Num exemplo hipotético, mas que já deve ter ocorrido com alguém próximo a nós, em que uma pessoa é capaz de comprar um apartamento de 1 milhão de reais, mas se o pintor cobrar 6 mil reais para pintá-lo, não vai pagar por achar caro. É capaz até mesmo de pintar o apartamento todo sozinho, só pra não pagar o trabalho de outra pessoa.
Não
damos valor econômico ao trabalho, mas damos muito valor ao bem, ao objeto, à
coisa. O apartamento vale muito, mas a pintura não.
Quanto vale o trabalho de uma
pessoa?
A desvalorização do trabalho é uma prática histórica no Brasil: talvez seja devido à escravidão, mas mesmo após a abolição, essa prática se perpetua na nossa sociedade, principalmente com os trabalhos manuais. Se o trabalho for artístico, a desvalorização é maior ainda.

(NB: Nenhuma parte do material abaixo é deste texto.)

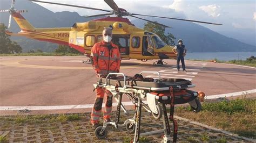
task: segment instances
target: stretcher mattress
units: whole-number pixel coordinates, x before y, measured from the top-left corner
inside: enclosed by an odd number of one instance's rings
[[[136,87],[145,88],[167,88],[170,86],[180,86],[187,87],[191,85],[191,82],[188,80],[180,78],[161,78],[160,80],[155,80],[153,82],[143,81],[132,81],[132,77],[126,77],[126,85],[132,85]],[[99,84],[105,84],[106,82],[105,78],[97,78],[97,83]],[[124,86],[124,79],[123,76],[117,77],[114,79],[107,79],[107,82],[112,85],[116,85],[116,84],[119,87]]]

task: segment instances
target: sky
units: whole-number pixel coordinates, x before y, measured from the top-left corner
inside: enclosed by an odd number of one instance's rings
[[[111,10],[103,0],[44,0],[73,5]],[[119,8],[130,12],[174,17],[220,23],[226,28],[255,29],[256,2],[248,0],[116,0]],[[103,13],[91,10],[38,3],[53,11],[77,12],[80,15]],[[214,28],[211,25],[202,25]]]
[[[103,0],[41,1],[111,10]],[[221,26],[199,24],[220,33],[223,31],[230,31],[232,33],[237,32],[237,34],[239,32],[245,33],[244,34],[250,33],[250,36],[254,35],[254,39],[255,39],[255,0],[115,0],[114,2],[119,8],[131,13],[221,23],[223,25]],[[105,13],[65,6],[38,4],[53,12],[75,11],[82,16]],[[171,26],[172,20],[170,20]]]

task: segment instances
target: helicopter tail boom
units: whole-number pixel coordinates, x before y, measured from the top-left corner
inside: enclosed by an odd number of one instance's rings
[[[36,28],[32,25],[20,13],[14,12],[11,14],[22,31],[35,31]]]

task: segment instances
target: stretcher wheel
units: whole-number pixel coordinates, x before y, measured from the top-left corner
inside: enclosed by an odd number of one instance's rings
[[[100,131],[103,127],[103,126],[98,126],[96,129],[95,129],[95,135],[96,135],[96,137],[99,139],[104,139],[107,135],[107,130],[106,128],[105,128],[103,132],[100,134]]]
[[[152,115],[154,119],[158,120],[162,117],[162,110],[161,110],[161,107],[159,104],[156,105],[156,107],[157,109],[157,114],[152,112]]]
[[[201,103],[200,103],[199,101],[197,98],[194,99],[194,101],[193,101],[197,104],[197,108],[193,107],[190,105],[192,111],[195,112],[196,113],[199,112],[202,109],[202,106],[201,105]]]
[[[126,128],[126,130],[129,132],[133,133],[135,131],[135,124],[133,123],[131,125],[131,122],[127,122],[125,125],[125,128]]]
[[[171,141],[169,140],[166,142],[167,143],[171,143]],[[164,140],[161,140],[161,143],[165,143]]]

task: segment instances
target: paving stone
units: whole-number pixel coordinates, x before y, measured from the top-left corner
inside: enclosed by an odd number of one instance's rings
[[[95,130],[90,123],[89,113],[79,115],[81,119],[65,122],[47,120],[41,123],[27,123],[18,125],[14,121],[0,120],[0,134],[9,132],[6,137],[9,142],[113,142],[129,141],[133,139],[133,134],[126,130],[125,127],[116,129],[108,127],[107,136],[99,140],[95,135]],[[57,116],[57,115],[53,115]],[[120,123],[133,117],[122,115]],[[15,118],[13,117],[13,118]],[[113,119],[112,119],[113,120]],[[210,142],[217,142],[225,138],[230,142],[247,142],[246,140],[232,137],[215,131],[203,127],[184,120],[178,120],[178,141],[179,142],[202,142],[204,137]],[[170,124],[171,131],[172,123]],[[161,120],[155,120],[148,113],[143,113],[142,118],[141,133],[163,129]],[[162,140],[164,133],[147,135],[144,139],[149,142],[159,142]]]

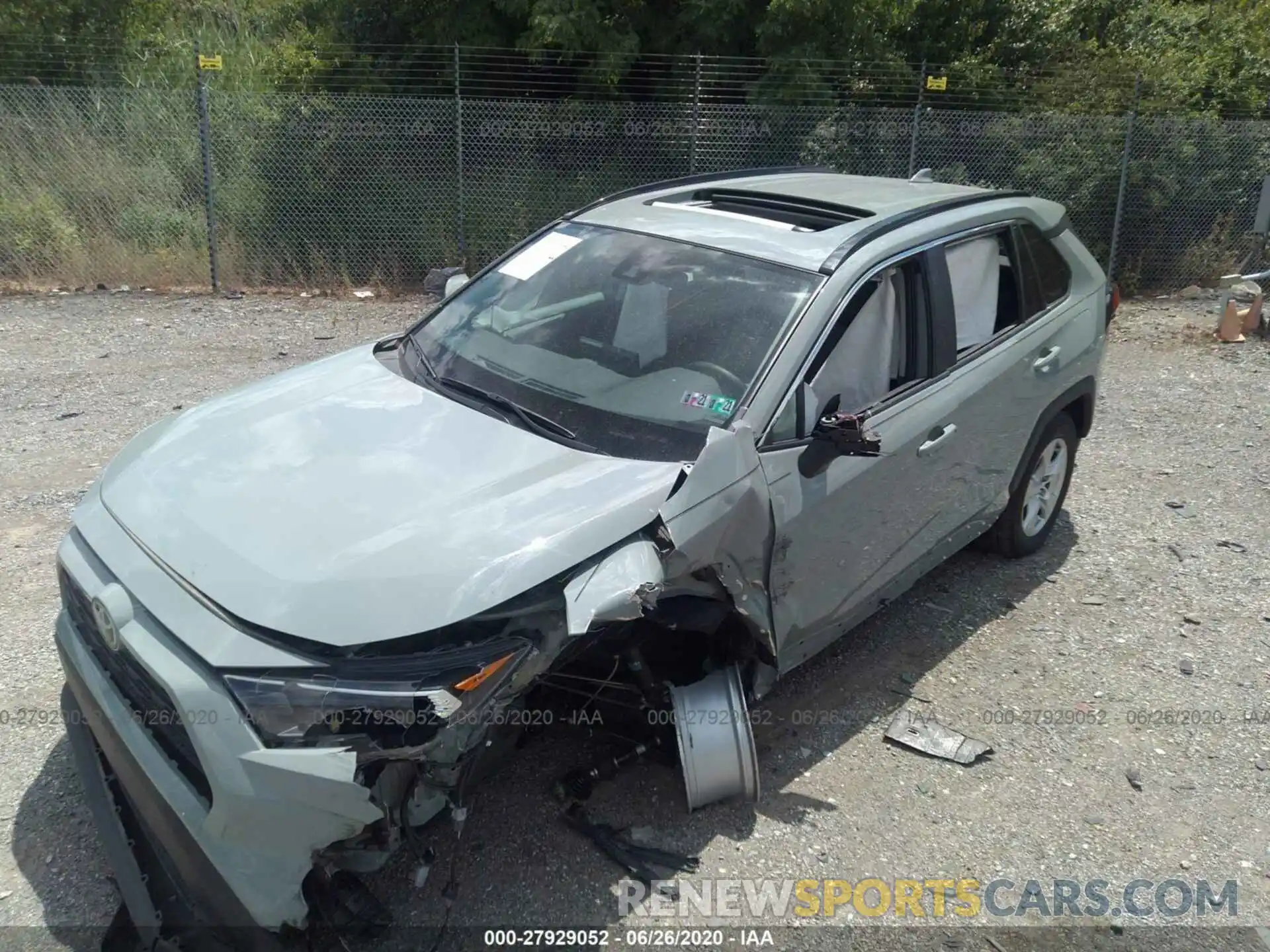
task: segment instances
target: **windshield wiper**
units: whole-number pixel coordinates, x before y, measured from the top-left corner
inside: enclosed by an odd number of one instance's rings
[[[419,366],[423,368],[424,373],[432,378],[434,386],[443,390],[457,390],[462,393],[467,393],[469,396],[474,396],[478,400],[484,400],[486,404],[507,410],[522,424],[525,424],[527,429],[533,430],[540,437],[547,437],[550,439],[556,439],[558,442],[566,442],[575,449],[582,449],[588,453],[601,453],[607,456],[607,453],[603,453],[603,451],[597,449],[589,443],[583,443],[578,439],[577,433],[565,426],[563,423],[556,423],[550,416],[545,416],[536,410],[521,406],[514,400],[511,400],[502,393],[494,393],[484,387],[478,387],[475,383],[469,383],[467,381],[458,380],[457,377],[441,376],[432,366],[432,360],[429,360],[428,355],[423,352],[423,345],[415,340],[414,334],[406,334],[403,340],[409,340],[411,347],[414,347],[414,353],[419,358]]]
[[[437,383],[448,390],[457,390],[460,392],[474,396],[478,400],[484,400],[486,404],[498,406],[503,410],[509,411],[514,415],[526,428],[533,430],[540,437],[554,438],[556,440],[568,442],[575,449],[584,449],[588,453],[598,453],[601,451],[589,443],[583,443],[578,439],[578,434],[572,429],[565,426],[563,423],[556,423],[550,416],[544,416],[537,410],[530,410],[527,406],[521,406],[514,400],[511,400],[502,393],[495,393],[484,387],[478,387],[475,383],[469,383],[465,380],[458,380],[457,377],[436,377]]]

Em que você trabalha? Você é artesão? Atriz? Faz biscuit? Decoração? Ah...você desenvolve um trabalho criativo? E isso dá pra você sobreviver? Isso é só um passatempo? Percebem o preconceito nessas perguntas?
A dificuldade é grande em
compreender o processo criativo como uma atividade que empreende esforço,
técnica e tempo.
O que um neurocirurgião faz? Não
seria também um artesão que consegue ter uma precisão e habilidade manuais? Ah,
mas ele estudou numa faculdade!
Por esse tipo de justificativa, seguimos
num preconceito sem fundamento em um país onde a desigualdade social já é
gritante. A cada dia reforça-se ainda mais essa segregação e cabe a cada um de
nós evitar que esse muro separe os conhecimentos que cada um detém.
Ninguém constrói nada sozinho. O
advogado precisa do pedreiro. O médico precisa do pintor. O analista de dados
precisa do professor. E todos precisamos da arte, em todas as suas manifestações.
Vamos reconhecer o valor alheio,
sem a ilusão de superioridade, sem se sentir melhor, sem normalizar a
desigualdade.
Não adianta lutar por políticas
de valorização do trabalho, sem que nós mesmos no dia a dia, não tenhamos
consciência e maturidade para assumir que cada um ocupa um lugar na cadeia
produtiva.
A lógica do capital já é cruel. Não a tornemos mais cruel ainda, com atitudes e palavras desumanas.
Respeito não diminui ninguém. Respeitar as histórias, os
sonhos e os esforços por trás de cada trabalho.